Por tantos... http://www.portantos.com/

Pagó la última ronda de cañas que cayeron mientras se lo pasaban bomba despotricando del viaje del Papa, de la hipocresía de la Iglesia y de todo lo que les pedía el anticlericalismo que los unía y que les servía para estar colocados en la misma empresa pública fuertemente politizada por el entonces partido en el Gobierno.
    Se fue a casa para comer algo antes de echarse una buena siesta, pero de camino se encontró con un olor que lo llevó directamente hasta el paraíso efímero de su infancia. Un olor a cocido, a sabroso caldo humeante, el aroma que lo recibía cuando llegaba a su casa después del colegio, con su madre atareada en la humilde cocina donde la olla hervía sin cesar.
   Entró en un local que le pareció un restaurante modesto, pero limpio y con encanto; iba distraído, pensando en el Informe  Técnico sobre Prevención de Riesgos Psico-sociales de las Personas Expuestas a Situaciones de Disrupción Económica Familiar (¡Tóma ya!) que le habían encargado en la empresa pública donde trabajaba.
  En realidad, no era un restaurante, parecía un autoservicio frecuentado por gente de toda condición. Había personas ataviadas a la antigua usanza, junto a individuos solitarios que vestían según las normas alternativas del arte povera.

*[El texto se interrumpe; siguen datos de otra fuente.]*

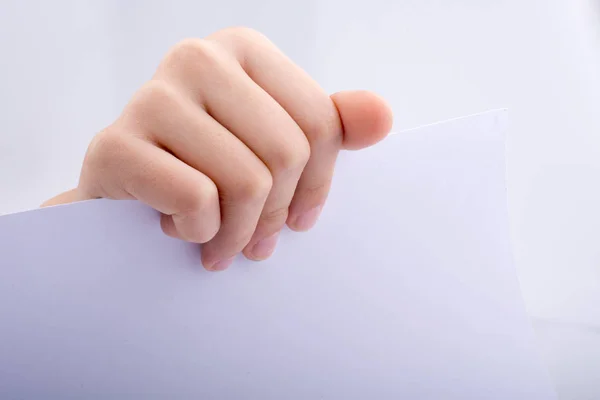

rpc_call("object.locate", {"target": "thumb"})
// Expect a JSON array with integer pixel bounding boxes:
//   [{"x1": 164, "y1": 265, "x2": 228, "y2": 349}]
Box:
[{"x1": 331, "y1": 90, "x2": 393, "y2": 150}]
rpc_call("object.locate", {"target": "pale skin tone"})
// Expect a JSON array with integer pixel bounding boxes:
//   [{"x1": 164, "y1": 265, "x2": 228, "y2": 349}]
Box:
[{"x1": 44, "y1": 28, "x2": 392, "y2": 271}]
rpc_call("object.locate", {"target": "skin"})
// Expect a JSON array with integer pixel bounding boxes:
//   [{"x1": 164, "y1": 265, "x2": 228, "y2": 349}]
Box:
[{"x1": 44, "y1": 28, "x2": 392, "y2": 271}]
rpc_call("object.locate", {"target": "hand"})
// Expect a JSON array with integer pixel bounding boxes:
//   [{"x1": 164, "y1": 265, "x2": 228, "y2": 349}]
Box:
[{"x1": 45, "y1": 28, "x2": 392, "y2": 270}]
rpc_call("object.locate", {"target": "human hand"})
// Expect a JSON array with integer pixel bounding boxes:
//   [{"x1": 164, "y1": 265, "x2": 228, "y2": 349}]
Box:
[{"x1": 45, "y1": 28, "x2": 392, "y2": 270}]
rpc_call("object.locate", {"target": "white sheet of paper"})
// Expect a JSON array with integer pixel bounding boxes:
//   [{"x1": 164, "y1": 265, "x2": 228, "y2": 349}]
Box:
[{"x1": 0, "y1": 111, "x2": 555, "y2": 400}]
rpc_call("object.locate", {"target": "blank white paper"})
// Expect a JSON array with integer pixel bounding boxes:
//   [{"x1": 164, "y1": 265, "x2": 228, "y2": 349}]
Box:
[{"x1": 0, "y1": 111, "x2": 555, "y2": 400}]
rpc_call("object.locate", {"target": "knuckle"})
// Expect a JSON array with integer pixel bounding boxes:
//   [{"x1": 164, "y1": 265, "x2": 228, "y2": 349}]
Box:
[
  {"x1": 232, "y1": 167, "x2": 273, "y2": 202},
  {"x1": 269, "y1": 139, "x2": 310, "y2": 174},
  {"x1": 129, "y1": 79, "x2": 175, "y2": 116},
  {"x1": 173, "y1": 184, "x2": 220, "y2": 243},
  {"x1": 84, "y1": 128, "x2": 128, "y2": 174},
  {"x1": 303, "y1": 99, "x2": 342, "y2": 146},
  {"x1": 260, "y1": 207, "x2": 289, "y2": 226},
  {"x1": 297, "y1": 180, "x2": 331, "y2": 207},
  {"x1": 217, "y1": 26, "x2": 268, "y2": 43},
  {"x1": 165, "y1": 38, "x2": 220, "y2": 70},
  {"x1": 175, "y1": 180, "x2": 219, "y2": 215}
]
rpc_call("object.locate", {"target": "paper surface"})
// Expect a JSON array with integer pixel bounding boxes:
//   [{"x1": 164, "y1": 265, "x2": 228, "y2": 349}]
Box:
[{"x1": 0, "y1": 111, "x2": 555, "y2": 400}]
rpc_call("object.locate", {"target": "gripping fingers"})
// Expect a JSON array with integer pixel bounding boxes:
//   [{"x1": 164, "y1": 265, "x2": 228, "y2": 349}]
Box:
[{"x1": 79, "y1": 130, "x2": 220, "y2": 243}]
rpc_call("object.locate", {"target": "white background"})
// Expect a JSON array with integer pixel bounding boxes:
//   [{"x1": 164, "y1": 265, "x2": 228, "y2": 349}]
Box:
[{"x1": 0, "y1": 0, "x2": 600, "y2": 399}]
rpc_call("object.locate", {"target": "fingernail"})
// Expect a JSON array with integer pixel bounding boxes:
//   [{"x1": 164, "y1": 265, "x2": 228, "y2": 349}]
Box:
[
  {"x1": 209, "y1": 257, "x2": 235, "y2": 271},
  {"x1": 252, "y1": 232, "x2": 279, "y2": 260},
  {"x1": 293, "y1": 206, "x2": 323, "y2": 231}
]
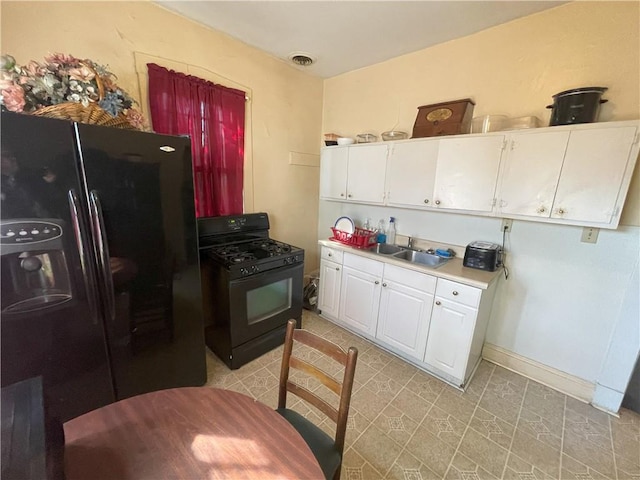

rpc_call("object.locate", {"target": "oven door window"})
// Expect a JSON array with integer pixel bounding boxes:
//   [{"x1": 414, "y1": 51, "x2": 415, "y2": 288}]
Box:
[
  {"x1": 247, "y1": 278, "x2": 293, "y2": 325},
  {"x1": 228, "y1": 264, "x2": 304, "y2": 347}
]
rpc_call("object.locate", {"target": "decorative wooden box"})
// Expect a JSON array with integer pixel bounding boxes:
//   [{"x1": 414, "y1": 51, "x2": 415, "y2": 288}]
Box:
[{"x1": 412, "y1": 98, "x2": 475, "y2": 138}]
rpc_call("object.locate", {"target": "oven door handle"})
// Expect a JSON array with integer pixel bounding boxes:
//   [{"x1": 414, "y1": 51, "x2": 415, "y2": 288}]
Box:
[
  {"x1": 67, "y1": 189, "x2": 98, "y2": 325},
  {"x1": 89, "y1": 190, "x2": 116, "y2": 322},
  {"x1": 229, "y1": 262, "x2": 304, "y2": 286}
]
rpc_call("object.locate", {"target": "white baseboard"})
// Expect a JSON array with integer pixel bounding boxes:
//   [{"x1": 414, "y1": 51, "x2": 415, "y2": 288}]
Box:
[{"x1": 482, "y1": 343, "x2": 596, "y2": 403}]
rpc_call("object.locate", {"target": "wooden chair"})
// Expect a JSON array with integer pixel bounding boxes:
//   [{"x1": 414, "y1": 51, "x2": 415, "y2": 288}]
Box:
[{"x1": 276, "y1": 320, "x2": 358, "y2": 480}]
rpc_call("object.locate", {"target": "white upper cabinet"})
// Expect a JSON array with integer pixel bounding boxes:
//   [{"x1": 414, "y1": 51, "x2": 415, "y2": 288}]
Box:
[
  {"x1": 347, "y1": 143, "x2": 388, "y2": 204},
  {"x1": 387, "y1": 139, "x2": 439, "y2": 208},
  {"x1": 498, "y1": 130, "x2": 569, "y2": 218},
  {"x1": 320, "y1": 143, "x2": 388, "y2": 205},
  {"x1": 320, "y1": 148, "x2": 349, "y2": 200},
  {"x1": 434, "y1": 135, "x2": 505, "y2": 213},
  {"x1": 551, "y1": 126, "x2": 637, "y2": 228},
  {"x1": 320, "y1": 120, "x2": 640, "y2": 229}
]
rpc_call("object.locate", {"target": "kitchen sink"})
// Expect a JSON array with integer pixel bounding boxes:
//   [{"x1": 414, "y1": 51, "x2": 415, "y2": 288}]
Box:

    Toma asiento y de súbito aparece ante sus ojos una monja sonriente que le servía la comida en una bandeja, mientras otras personas ocupan el resto de asuentos vacantes. Aquello era un comedor social y se vio rodeado de eso que nunca se nombra en los informes y dosieres oficiales que él mismo elabora: “pobres” –a secas –.
    Avergonzado quiso retirarse, excusándose en que tenía que cuidar de su hijo de de trece años, que está en una edad muy difícil…; pero la monja no lo dejó marchar, volviéndolo a sentar con inusual cariño. y le dijo con cálida sonrisa que no se preocupara, que la primera vez es la más difícil, que no debía avergonzarse de nada, que el cocido estaba buenísimo y que, de segundo había filete empanado; que no se perdiera las vitaminas de la ensalada ni de la fruta, y que podía rematar la comida con un helado o un trozo de turrón aportado por la generosidad de un fabricante que excusó mencionar, porque la caridad verdadera es anónima.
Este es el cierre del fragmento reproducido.